Au moment où ces lignes sont écrites, nous ne pouvons encore savoir quelle sera au final la décision du président de la République au regard d’une possible déchéance de la nationalité pour des individus convaincus de terrorisme et qui seraient des binationaux. Il semble que le premier ministre ne soit pas susceptible de varier tant il campe sur une position qui se veut autoritaire et qui est surtout caricaturale. La fermeté aujourd’hui se résume à plus va-t’en guerre que moi, tu meurs… sensée nous protéger de tous les malheurs à venir. En fait la tactique du gendarme épousée par Valls ne vise qu’à surfer au mieux sur la vague des sondages faisant fi de toute hauteur de vue et sombrant de façon superbement lamentable dans le piège qui nous est tendu.

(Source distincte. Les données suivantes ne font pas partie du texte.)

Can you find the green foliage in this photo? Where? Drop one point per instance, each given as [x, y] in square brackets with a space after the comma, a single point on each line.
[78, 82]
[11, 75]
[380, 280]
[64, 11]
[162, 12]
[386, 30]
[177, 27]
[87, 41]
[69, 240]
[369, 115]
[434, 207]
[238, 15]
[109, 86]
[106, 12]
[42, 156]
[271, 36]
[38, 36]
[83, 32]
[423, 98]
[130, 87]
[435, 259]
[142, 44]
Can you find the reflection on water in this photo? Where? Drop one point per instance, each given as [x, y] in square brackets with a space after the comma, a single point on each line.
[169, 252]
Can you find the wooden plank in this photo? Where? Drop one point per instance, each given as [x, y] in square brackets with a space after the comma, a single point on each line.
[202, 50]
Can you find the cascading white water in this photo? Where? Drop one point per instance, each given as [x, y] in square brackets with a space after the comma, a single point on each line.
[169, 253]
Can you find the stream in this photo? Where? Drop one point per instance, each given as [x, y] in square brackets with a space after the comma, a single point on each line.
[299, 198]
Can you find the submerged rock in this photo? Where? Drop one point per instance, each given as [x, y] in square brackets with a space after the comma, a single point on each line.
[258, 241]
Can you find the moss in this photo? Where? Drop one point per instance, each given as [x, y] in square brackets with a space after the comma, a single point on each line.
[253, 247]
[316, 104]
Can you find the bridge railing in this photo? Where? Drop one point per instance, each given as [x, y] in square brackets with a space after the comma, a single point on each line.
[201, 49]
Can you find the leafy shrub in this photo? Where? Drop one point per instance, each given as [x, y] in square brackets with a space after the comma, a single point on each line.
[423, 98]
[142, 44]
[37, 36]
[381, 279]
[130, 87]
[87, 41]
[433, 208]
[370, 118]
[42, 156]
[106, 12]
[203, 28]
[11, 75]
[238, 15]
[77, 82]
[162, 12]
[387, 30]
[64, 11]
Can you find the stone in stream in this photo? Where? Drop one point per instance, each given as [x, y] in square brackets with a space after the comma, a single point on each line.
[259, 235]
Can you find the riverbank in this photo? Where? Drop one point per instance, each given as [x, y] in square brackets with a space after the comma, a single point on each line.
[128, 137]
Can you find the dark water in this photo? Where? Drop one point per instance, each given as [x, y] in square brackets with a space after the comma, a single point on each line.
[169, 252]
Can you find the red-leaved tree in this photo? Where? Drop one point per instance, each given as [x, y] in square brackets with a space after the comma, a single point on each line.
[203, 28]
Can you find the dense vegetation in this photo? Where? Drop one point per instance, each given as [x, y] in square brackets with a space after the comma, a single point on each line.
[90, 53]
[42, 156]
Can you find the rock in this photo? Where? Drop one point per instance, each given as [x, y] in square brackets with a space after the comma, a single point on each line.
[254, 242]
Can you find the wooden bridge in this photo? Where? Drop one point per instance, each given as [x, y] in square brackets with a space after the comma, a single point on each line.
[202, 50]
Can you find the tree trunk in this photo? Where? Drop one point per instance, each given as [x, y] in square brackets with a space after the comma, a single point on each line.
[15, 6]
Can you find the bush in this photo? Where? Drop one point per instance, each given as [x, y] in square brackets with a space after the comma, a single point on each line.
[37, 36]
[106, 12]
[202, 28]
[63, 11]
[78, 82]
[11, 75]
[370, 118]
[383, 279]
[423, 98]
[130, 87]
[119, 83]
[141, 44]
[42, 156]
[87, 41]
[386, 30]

Tout a été dit ou presque sur cette question et en priorité que cela serait totalement inefficace, au moins sur ce point nous ne pouvons que constater un magnifique consensus. Alors pourquoi s’y résout-on ? Selon le premier des ministres parce que ceux qui nous attaquent ne méritent pas de rester dans la communauté nationale et que la meilleure façon de les punir est de les bannir. Cela a le mérite de la simplicité, voire c’est assez simplet et nous sommes sans doute fondés à attendre de meilleurs arguments du sommet de l’Etat !
Cette mesure aurait d’après ses zélateurs une portée seulement symbolique et le but est que nombre de personnes trouvent dans cet ersatz de la loi du talion une satisfaction à très court terme. Or, il ne faut jamais négliger les symboles car leur impact peut être dévastateur et produire des effets inattendus. Celui-là fournira des arguments complémentaires pour embrigader de jeunes paumés qui trouvent déjà dans les délires de l’Etat islamique, des raisons pour rejeter un de leur pays d’origine.
Sur le mode, “de toute façon la France ne veut pas de toi, elle pratique la discrimination à ton endroit, tu n’es pas un Français de souche” on enrôlera de nouveaux adeptes. La mesure n’est donc pas anodine, et si elle est inefficace dans un sens, elle peut se révéler d’une redoutable efficacité dans un autre!
Drôle de façon de nous protéger, non ? Mais la machine semble lancée… Après un démarrage hasardeux puis un peu poussif de l’affaire, l’hôte de l’Elysée a repris la main, démenti sa ministre de la justice, et signifié au peuple ébahi que la parole présidentielle était une et indivisible.
Peu importe que cette disposition aille à l’encontre du principe d’égalité devant la loi, peu importe que ce ne soit plus le crime qui détermine la peine mais l’origine même de la personne, peu importe que cela détermine deux catégories de citoyens ! Non, ce qui importe c’est de répondre de la manière la plus populiste qui soit à une légitime inquiétude, le personnel politique en exercice n’étant plus là pour montrer la voie mais bien pour courir derrière la vox populi !
C’est tout simplement très grave et il faut s’étonner que dans ce pays aucune grande voix ne remplisse plus cette fonction de contrepouvoir, ne porte plus le débat nécessaire au fonctionnement de toute démocratie. Nous sommes submergés par la médiocrité de gouvernants sans convictions, qui n’ont d’autre gouvernail que la SOFRES.
C’est sûrement là que réside le plus grand des dangers dans des moments où la survie de l’état de droit exigerait des serviteurs d’une autre trempe !
Pris entre le glissement du pays vers des horizons droitiers et la révolte de ceux qui ont encore quelques valeurs chevillées au corps, le président Hollande n’en finit pas de réfléchir mais l’idée que 2017 approche, et que les “droits de l’hommistes” ne sont plus légion doit peser lourd dans la balance. Cette stratégie cynique si elle se confirme, pourrait être le catalyseur de dérives déjà bien amorcées. Il ne suffit pas de marteler “liberté, égalité, fraternité” en permanence ou de mettre la Marseillaise au programme de tous les meetings socialistes pour que le pacte républicain soit sauvegardé. Il faudrait de toute urgence retrouver la boussole et ce n’est pas l’hommage aux “Charlie” de ce mois de janvier qui en aura été le premier acte !
Il s’agit bien plus d’une faute politique, il s’agit d’une mesure anti-républicaine qui contrevient au droit du sol fondement de la citoyenneté française, il s’agit de nous faire entrer de force dans une autre ère, il s’agit bien d’ébranler ce qui fait sens depuis la Révolution française !
Les synonymes de déchéance sont : l’abaissement, l’avilissement, la chute, la décadence, le déclin… et cela peut résonner de multiples façons pour peu que l’on consente à s’y arrêter.